Anyway, less than two minutes in I’m thinking of how best I can escape this psycho nutjob and thanking my lucky stars I never ever got myself properly entangled with her. So, what with one thing and another, I’m not really listening.

‘Russell. You’re not really listening.’

‘I am. You’re a government assassin.’

‘I hate that word.’

‘A foreign agent then, and you shot me with some kind of poisoned dart when we were out running, because her Britannic Majesty’s enemies want to manipulate the international money markets. You’ve been working, without your knowledge, for an organisation which is dedicated to the eradication of usurers.’

‘You think I’m mad.’

‘No, no, no. ’Course not.’

‘I wouldn’t really blame you. Sometimes I think I’m mad.’ Which is good because it does suggest the possibility of some kind of self-awareness, so perhaps some kind of redemption is also possible. I read somewhere that way more people than you think have psychotic episodes in their life. Mental illness is one of the great hidden epidemics.

I decide to humour her. Play along. It seems safest given that we’re in a place full of knives and forks. ‘But what can I do, Catherine? You tell me there’s no cure for this poison. Seems to me like I just have to accept things.’

‘You
do
think I’m mad.’ Her eyes fill up again. I wonder what we look like to the other customers in the cafe. Maybe we look like a couple breaking up. A good-looking middle-aged couple who have come to the end of their rainbow. I wonder if they think I’m the chucker or the chuckee.

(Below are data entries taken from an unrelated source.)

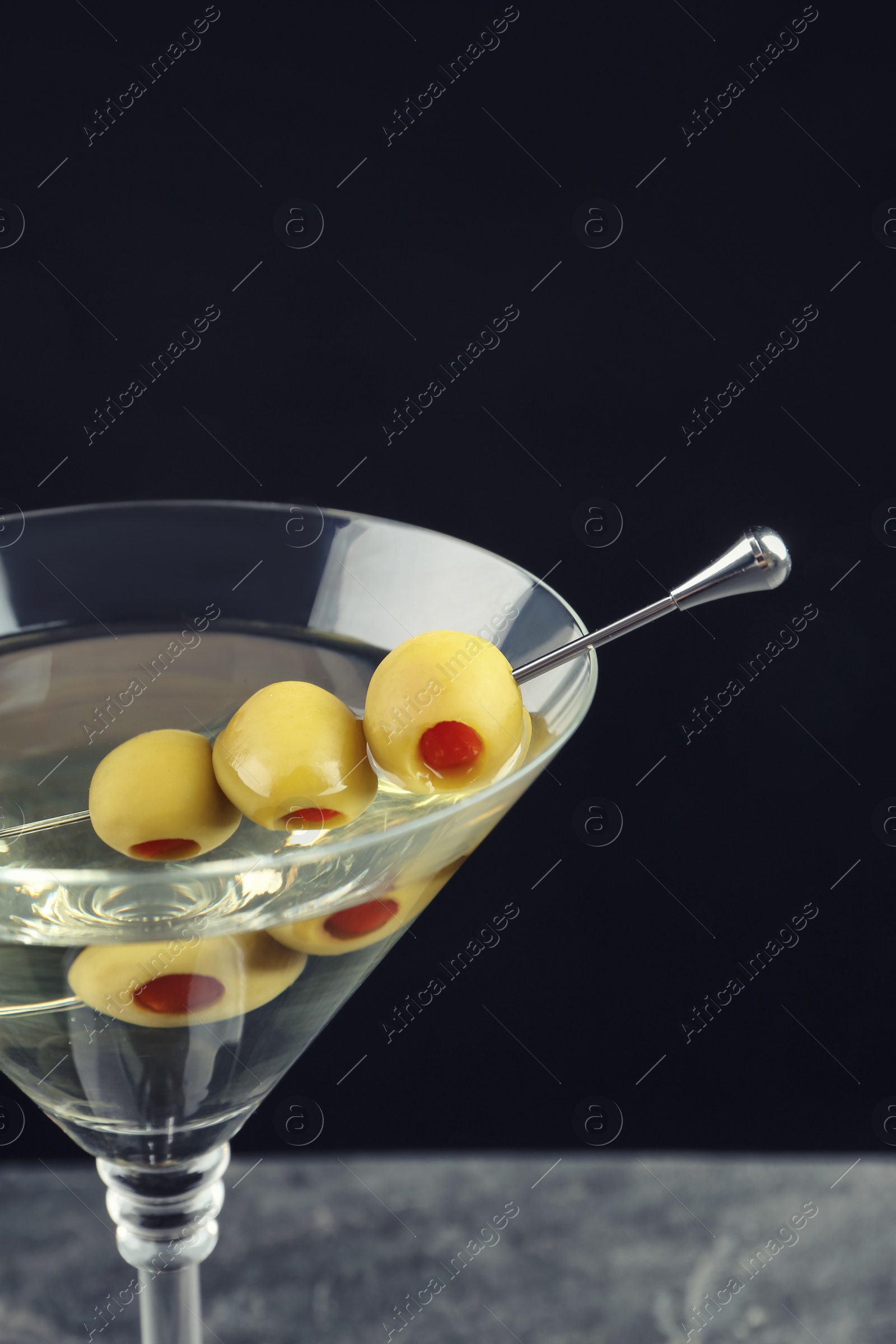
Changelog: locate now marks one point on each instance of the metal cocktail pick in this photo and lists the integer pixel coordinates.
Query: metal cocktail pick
(757, 562)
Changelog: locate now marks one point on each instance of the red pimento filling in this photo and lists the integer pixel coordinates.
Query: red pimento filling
(166, 850)
(311, 818)
(449, 745)
(361, 920)
(179, 993)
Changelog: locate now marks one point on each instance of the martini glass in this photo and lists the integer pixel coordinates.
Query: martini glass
(122, 619)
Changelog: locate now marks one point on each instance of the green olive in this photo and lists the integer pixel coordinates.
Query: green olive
(444, 713)
(156, 797)
(184, 983)
(372, 921)
(293, 757)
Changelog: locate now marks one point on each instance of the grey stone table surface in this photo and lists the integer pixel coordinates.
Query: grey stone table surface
(604, 1248)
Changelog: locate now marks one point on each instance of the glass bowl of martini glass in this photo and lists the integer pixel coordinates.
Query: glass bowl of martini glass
(159, 976)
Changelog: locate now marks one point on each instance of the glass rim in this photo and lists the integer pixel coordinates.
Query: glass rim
(305, 855)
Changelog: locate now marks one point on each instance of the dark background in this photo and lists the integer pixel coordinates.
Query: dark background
(752, 221)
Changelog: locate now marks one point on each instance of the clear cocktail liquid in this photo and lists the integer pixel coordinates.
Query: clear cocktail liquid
(146, 1093)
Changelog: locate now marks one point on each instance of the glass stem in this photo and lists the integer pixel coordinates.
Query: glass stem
(171, 1308)
(167, 1225)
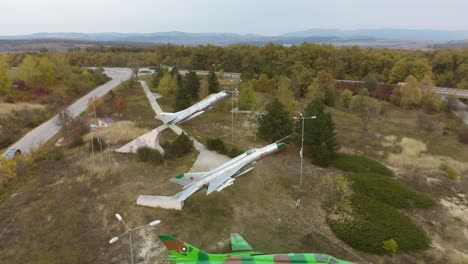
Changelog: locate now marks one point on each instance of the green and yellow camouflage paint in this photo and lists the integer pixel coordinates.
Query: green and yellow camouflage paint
(184, 253)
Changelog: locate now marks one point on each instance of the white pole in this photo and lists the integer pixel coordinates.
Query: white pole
(232, 117)
(131, 246)
(92, 150)
(302, 149)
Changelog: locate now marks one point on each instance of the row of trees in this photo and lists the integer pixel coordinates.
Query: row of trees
(320, 141)
(187, 89)
(301, 63)
(42, 74)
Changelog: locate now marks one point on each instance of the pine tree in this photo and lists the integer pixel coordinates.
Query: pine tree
(5, 81)
(284, 93)
(319, 134)
(213, 83)
(276, 124)
(247, 97)
(176, 76)
(192, 84)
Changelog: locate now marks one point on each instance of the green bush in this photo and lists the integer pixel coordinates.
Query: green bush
(218, 145)
(76, 141)
(234, 152)
(146, 154)
(389, 191)
(97, 144)
(356, 163)
(179, 147)
(373, 222)
(452, 174)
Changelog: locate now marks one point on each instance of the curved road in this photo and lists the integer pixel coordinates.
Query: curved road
(49, 128)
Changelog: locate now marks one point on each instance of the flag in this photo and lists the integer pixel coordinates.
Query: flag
(102, 124)
(109, 120)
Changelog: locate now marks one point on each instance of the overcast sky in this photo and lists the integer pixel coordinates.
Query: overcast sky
(267, 17)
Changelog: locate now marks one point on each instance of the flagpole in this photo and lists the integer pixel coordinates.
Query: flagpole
(99, 138)
(92, 149)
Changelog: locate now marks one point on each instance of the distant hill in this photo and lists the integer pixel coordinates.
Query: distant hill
(377, 38)
(457, 44)
(387, 33)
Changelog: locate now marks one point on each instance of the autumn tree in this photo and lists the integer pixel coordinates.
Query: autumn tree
(346, 96)
(183, 97)
(409, 66)
(203, 92)
(370, 82)
(191, 84)
(276, 124)
(5, 80)
(430, 102)
(167, 86)
(410, 93)
(47, 71)
(323, 87)
(284, 93)
(247, 97)
(319, 134)
(135, 67)
(213, 83)
(119, 105)
(364, 107)
(27, 70)
(263, 84)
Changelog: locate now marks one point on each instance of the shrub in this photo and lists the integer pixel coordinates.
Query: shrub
(425, 123)
(452, 174)
(146, 154)
(346, 95)
(389, 191)
(356, 163)
(218, 145)
(76, 141)
(391, 246)
(373, 222)
(179, 147)
(97, 144)
(463, 135)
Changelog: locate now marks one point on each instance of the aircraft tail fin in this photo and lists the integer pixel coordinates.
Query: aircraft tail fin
(181, 251)
(165, 117)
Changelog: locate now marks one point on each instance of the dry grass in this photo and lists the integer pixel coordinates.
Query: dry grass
(117, 132)
(414, 154)
(6, 108)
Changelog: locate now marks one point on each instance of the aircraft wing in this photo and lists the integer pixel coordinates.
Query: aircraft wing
(218, 181)
(187, 192)
(238, 243)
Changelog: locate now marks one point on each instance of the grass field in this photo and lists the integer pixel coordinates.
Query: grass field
(6, 108)
(65, 214)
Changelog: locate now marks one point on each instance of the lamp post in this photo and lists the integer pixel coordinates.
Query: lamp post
(129, 232)
(234, 92)
(301, 152)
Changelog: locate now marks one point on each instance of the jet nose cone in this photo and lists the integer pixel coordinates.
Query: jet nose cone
(280, 145)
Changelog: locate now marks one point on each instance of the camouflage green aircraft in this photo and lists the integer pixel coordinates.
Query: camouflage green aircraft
(242, 253)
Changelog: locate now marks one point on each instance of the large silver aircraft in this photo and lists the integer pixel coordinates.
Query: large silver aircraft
(193, 111)
(224, 175)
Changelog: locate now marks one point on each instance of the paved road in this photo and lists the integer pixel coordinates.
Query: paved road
(49, 128)
(460, 93)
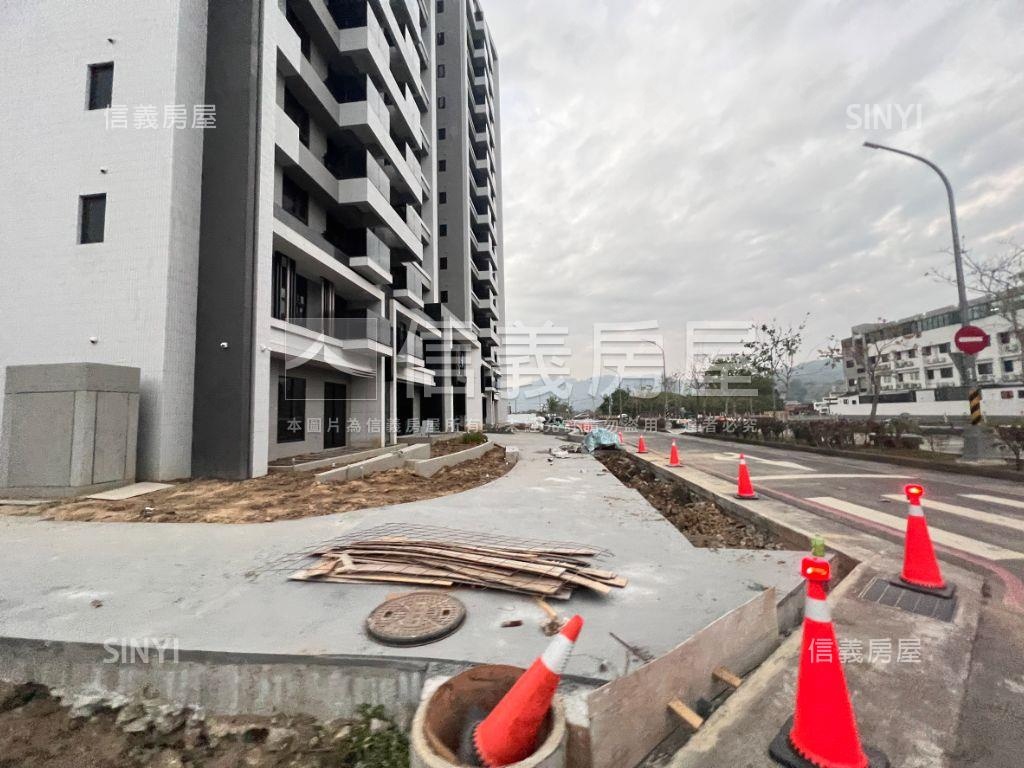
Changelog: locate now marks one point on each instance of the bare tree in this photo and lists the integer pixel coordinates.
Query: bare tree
(773, 351)
(1000, 280)
(869, 356)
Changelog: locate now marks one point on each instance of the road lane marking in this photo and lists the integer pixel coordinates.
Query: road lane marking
(971, 514)
(813, 476)
(726, 457)
(971, 546)
(1015, 503)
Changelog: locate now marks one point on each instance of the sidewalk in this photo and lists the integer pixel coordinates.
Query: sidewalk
(212, 587)
(908, 709)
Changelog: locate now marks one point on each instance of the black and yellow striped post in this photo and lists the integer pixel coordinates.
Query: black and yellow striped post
(975, 398)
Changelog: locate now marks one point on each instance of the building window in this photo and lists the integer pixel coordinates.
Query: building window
(92, 218)
(298, 116)
(100, 85)
(291, 410)
(295, 200)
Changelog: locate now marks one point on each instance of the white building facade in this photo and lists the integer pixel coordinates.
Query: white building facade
(239, 198)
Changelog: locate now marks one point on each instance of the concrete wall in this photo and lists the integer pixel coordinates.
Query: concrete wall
(134, 292)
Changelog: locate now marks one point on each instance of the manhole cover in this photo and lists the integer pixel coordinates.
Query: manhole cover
(884, 592)
(416, 619)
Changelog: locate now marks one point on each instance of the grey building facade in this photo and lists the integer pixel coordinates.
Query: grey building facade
(273, 272)
(470, 246)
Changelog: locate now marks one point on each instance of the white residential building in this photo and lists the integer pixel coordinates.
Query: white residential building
(239, 198)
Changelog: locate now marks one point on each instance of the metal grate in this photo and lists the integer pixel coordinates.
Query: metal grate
(884, 592)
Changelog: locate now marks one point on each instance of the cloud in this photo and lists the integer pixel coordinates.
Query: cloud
(695, 161)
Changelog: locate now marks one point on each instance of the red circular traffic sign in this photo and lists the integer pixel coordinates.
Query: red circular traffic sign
(971, 339)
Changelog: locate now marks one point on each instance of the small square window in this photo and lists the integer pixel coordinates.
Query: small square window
(92, 218)
(100, 85)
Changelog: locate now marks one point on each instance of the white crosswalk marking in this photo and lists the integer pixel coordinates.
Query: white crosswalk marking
(1015, 503)
(971, 514)
(971, 546)
(727, 457)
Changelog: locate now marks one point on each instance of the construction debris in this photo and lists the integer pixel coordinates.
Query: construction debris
(547, 570)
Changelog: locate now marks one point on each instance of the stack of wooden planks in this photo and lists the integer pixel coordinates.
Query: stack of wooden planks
(539, 570)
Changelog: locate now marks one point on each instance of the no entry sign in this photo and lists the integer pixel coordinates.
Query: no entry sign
(971, 339)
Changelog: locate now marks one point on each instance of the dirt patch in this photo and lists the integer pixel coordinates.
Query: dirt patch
(279, 496)
(700, 521)
(38, 731)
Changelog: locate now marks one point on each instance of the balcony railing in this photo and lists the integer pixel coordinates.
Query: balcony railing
(370, 327)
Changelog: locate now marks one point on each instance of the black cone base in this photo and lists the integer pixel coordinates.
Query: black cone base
(781, 752)
(946, 592)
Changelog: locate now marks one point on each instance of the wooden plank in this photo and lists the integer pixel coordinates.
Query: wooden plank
(629, 716)
(686, 714)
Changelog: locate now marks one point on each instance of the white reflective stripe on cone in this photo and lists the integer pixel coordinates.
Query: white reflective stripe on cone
(817, 610)
(557, 654)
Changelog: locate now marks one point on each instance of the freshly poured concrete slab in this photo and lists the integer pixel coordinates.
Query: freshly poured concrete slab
(224, 588)
(129, 492)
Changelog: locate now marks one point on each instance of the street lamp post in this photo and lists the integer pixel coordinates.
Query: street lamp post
(979, 440)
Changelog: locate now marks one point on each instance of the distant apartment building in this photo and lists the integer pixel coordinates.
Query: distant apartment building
(914, 361)
(241, 199)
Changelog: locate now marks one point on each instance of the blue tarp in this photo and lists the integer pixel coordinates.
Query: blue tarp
(599, 437)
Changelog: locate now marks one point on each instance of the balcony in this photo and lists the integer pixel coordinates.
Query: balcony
(365, 330)
(409, 287)
(375, 262)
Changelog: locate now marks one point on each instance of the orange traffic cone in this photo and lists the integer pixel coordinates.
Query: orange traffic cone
(744, 488)
(921, 567)
(509, 733)
(822, 732)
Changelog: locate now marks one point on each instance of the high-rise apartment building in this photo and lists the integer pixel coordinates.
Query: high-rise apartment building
(241, 198)
(471, 272)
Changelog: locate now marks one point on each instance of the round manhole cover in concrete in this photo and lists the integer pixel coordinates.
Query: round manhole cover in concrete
(416, 619)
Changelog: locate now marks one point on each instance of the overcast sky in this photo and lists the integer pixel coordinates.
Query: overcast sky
(700, 160)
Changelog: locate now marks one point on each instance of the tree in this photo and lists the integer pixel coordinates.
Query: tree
(999, 279)
(868, 354)
(773, 352)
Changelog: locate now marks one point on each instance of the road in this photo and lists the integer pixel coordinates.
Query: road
(976, 521)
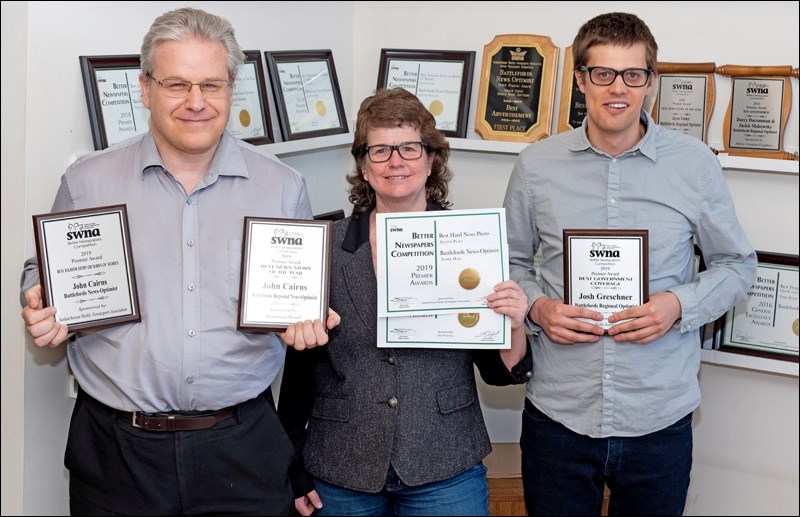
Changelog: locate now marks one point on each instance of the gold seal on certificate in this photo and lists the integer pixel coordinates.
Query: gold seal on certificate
(469, 278)
(442, 261)
(86, 267)
(605, 270)
(285, 273)
(469, 319)
(244, 118)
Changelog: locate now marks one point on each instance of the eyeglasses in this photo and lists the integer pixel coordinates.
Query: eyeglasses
(603, 76)
(406, 150)
(180, 88)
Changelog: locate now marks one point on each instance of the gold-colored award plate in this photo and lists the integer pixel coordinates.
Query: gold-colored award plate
(517, 88)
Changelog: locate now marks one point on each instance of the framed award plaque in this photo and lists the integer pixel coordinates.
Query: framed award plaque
(441, 80)
(606, 270)
(307, 94)
(86, 267)
(285, 273)
(518, 78)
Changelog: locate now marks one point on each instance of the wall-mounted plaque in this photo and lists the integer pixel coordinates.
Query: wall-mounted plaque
(756, 116)
(685, 94)
(114, 98)
(517, 88)
(606, 270)
(441, 80)
(250, 118)
(86, 267)
(766, 324)
(285, 273)
(572, 108)
(307, 94)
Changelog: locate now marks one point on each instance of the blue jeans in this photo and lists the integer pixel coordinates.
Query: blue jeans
(464, 494)
(563, 472)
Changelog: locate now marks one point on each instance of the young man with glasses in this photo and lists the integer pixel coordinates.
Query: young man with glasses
(174, 415)
(615, 407)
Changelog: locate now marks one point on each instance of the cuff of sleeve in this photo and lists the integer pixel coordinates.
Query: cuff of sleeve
(523, 370)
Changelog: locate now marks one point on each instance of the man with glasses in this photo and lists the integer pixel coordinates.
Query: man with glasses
(174, 414)
(615, 407)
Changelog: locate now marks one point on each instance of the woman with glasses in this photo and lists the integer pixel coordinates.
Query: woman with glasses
(392, 431)
(615, 407)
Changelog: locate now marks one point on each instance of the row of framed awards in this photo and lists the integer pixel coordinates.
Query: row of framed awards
(86, 269)
(515, 100)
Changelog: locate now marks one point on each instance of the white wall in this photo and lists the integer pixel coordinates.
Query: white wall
(746, 431)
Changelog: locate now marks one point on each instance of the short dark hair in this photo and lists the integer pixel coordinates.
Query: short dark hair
(614, 29)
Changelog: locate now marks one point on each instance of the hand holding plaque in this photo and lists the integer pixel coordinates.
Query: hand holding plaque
(285, 273)
(515, 101)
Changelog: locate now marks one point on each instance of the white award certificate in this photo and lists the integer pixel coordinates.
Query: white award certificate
(440, 261)
(285, 273)
(482, 329)
(768, 320)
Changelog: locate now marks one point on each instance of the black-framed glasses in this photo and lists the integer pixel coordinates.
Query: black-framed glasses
(180, 88)
(406, 150)
(604, 76)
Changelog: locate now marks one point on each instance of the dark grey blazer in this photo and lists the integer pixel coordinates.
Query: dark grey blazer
(366, 408)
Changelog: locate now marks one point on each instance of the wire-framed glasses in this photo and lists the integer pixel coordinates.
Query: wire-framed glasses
(406, 150)
(180, 88)
(604, 76)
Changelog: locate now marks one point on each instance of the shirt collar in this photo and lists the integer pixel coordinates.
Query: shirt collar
(646, 145)
(227, 160)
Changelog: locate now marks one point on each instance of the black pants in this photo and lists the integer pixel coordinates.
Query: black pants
(238, 467)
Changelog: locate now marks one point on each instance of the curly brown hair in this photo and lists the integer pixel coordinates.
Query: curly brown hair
(398, 108)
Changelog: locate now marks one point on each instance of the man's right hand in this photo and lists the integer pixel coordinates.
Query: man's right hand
(40, 322)
(559, 321)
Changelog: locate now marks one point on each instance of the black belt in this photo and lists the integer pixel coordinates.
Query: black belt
(178, 422)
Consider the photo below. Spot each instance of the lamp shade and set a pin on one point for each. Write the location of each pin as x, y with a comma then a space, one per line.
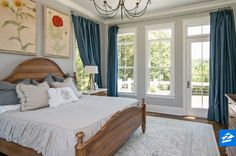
91, 69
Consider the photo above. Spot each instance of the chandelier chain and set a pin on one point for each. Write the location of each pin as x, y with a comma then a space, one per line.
110, 12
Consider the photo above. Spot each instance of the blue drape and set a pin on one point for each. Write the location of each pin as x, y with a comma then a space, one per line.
88, 39
222, 64
112, 61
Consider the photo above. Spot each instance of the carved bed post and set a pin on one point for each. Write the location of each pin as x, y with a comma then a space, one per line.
144, 115
80, 147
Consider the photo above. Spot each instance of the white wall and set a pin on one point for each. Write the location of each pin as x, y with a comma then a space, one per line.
175, 105
9, 61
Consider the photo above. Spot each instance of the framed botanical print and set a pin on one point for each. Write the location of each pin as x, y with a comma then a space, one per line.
18, 26
57, 33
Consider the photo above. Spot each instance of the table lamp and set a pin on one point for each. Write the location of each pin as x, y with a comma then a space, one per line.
91, 70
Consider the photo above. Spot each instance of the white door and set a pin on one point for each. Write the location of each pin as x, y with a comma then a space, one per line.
198, 51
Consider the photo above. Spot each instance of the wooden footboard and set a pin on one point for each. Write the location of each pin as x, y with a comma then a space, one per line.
105, 143
114, 133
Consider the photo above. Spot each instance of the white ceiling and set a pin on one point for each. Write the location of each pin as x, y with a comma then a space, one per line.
156, 5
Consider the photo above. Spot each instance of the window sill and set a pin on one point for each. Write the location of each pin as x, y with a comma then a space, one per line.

‘You can . . . I don’t know . . .’ She takes a deep breath. ‘Look, I’m telling you so you can get your affairs in order.’ Very kind of her I’m sure. ‘And it’s not really much use, but I know the people responsible. And I will get them for you, Russell. You can be sure about that.’

My phone breaks into its polyphonic dawn chorus. Its avian aria. Mary. Hurrah. Saved. Whatever she’s calling about it’s going to necessitate my getting a fast exit out of here. It’ll be something that needs dealing with that can’t be put off. It’ll be
sorry Catherine, thanks for the warning
and then
see ya (don’t wanna be ya).

Mary is hysterical. I can hardly make out a word she’s saying. I make her slow down and start again, take her time. But I can feel my heart start pounding, a sickness rising in my throat. Not Scarlett. Not our gorgeous little girl. Our defenceless angel.

‘They’ve taken her.’

‘What? Who’s taken her?’

‘I don’t know. I only left her for a minute, she was playing with her dolls and I was stacking the dishwasher and I came back in and she was gone.’

‘Where has she gone?’

‘I don’t freaking know, Russell! But someone has taken her. They’ve left a note.’